What are the key characteristics of the astronomical event ⁤AT 2021hdr?

**Interview with Dr. Lorena Hernández-García on the Discovery of AT 2021hdr**

**Editor:** Welcome, Dr. Hernández-García! Thank you⁤ for⁢ joining us today to discuss‍ your exciting findings regarding ​the cosmic phenomenon AT 2021hdr. Can‌ you start by telling us a little about what‍ AT 2021hdr is?

**Dr. Hernández-García:** Absolutely!​ AT 2021hdr is a repeated astronomical event involving a pair of​ supermassive black‌ holes ⁣located in​ the galaxy 2MASX J21240027+3409114, approximately one billion light-years away in the⁣ constellation Cygnus. This‍ event has been observed to recur⁣ every few months, disrupting nearby gas clouds‌ as the black holes‌ interact with ​them.

**Editor:** That sounds fascinating! What exactly happens during these events?

**Dr. Hernández-García:** The phenomenon occurs as the ‌gas‍ clouds nearby are engulfed by the‌ black‌ holes. As the black holes orbit each other—spaced about 26 billion kilometers apart—they exert gravitational influence on the gas clouds, disrupting them. This results‌ in light oscillation patterns that we can observe in different wavelengths, including ultraviolet and X-ray light.

**Editor:** Have you ‌been able to determine the mechanism behind⁢ these interactions?

**Dr. Hernández-García:** Yes, we initially considered several possibilities, including traditional activities at the galaxy’s center and tidal disruption events involving stars. However, we‍ eventually settled⁤ on the idea that tidal interference with the⁣ gas clouds is responsible.​ As the clouds approach a black hole, gravity tears them ⁤apart, forming dense ‌filaments that heat up. The⁣ complex interactions during‌ the black holes’ orbits lead to light fluctuations⁢ that we can observe.

**Editor:** You‌ mentioned that these black⁣ holes ⁣have a significant mass. Can you elaborate on that?

**Dr. Hernández-García:** Certainly!

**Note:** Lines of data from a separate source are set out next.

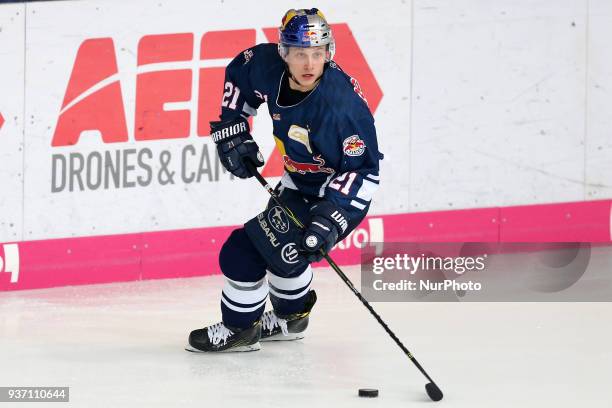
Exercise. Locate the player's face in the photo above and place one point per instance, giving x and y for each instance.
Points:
(306, 65)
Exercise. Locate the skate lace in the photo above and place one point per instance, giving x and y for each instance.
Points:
(270, 321)
(218, 332)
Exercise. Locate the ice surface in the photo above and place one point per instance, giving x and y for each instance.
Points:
(121, 345)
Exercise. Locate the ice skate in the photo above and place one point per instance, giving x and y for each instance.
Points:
(219, 338)
(290, 327)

Combined,⁣ the two ⁤black holes have a mass approximately 40 million times that of our Sun. They complete their orbits ​roughly every 130⁣ days ⁤and are⁢ expected to collide ‍and merge in about 70,000 years.

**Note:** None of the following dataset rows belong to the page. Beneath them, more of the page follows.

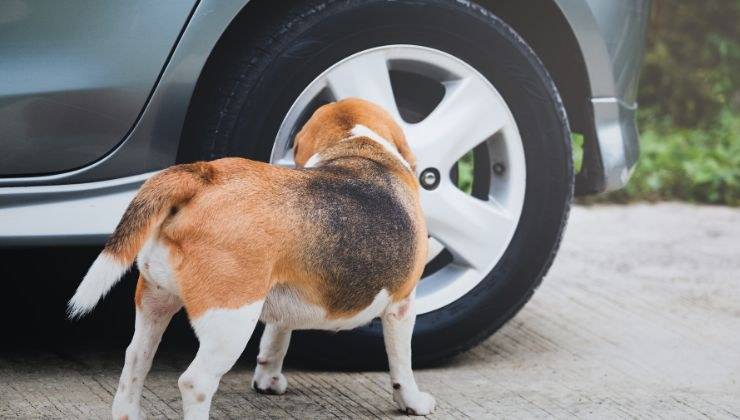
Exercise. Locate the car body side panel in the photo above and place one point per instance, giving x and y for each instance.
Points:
(76, 75)
(152, 143)
(105, 186)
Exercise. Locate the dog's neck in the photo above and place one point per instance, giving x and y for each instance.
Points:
(360, 131)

**Editor:** It ‍sounds like ⁣you have your hands full with data around AT⁤ 2021hdr. What are ⁤your plans for future observations?

**Dr. Hernández-García:** We plan to continue observing this system with NASA’s Swift Observatory ​to better understand ⁤its dynamics and refine our models. Additionally, we are intrigued by the ongoing merger of the ⁣galaxy itself⁢ with a neighboring galaxy, which presents a whole new realm of study.

**Editor:** what excites you⁢ most about this ⁢discovery and the continued study of these ⁣cosmic ⁣phenomena?

**Dr. Hernández-García:** The⁢ dynamic interactions and the physics involved in​ black hole systems like AT 2021hdr offer⁣ incredible insights into our universe. It’s thrilling to witness how much we ⁢still have ⁢to learn about these magnificent structures. As we progress, I believe ⁣our understanding of the cosmos will continue to evolve in unexpected ways.

**Editor:** Thank ⁤you, Dr.⁣ Hernández-García, for‌ sharing your insights with us. We look forward to⁣ following ⁢your ongoing research on AT 2021hdr!

**Dr. Hernández-García:** Thank you for having me! ⁣It’s a pleasure to discuss our work.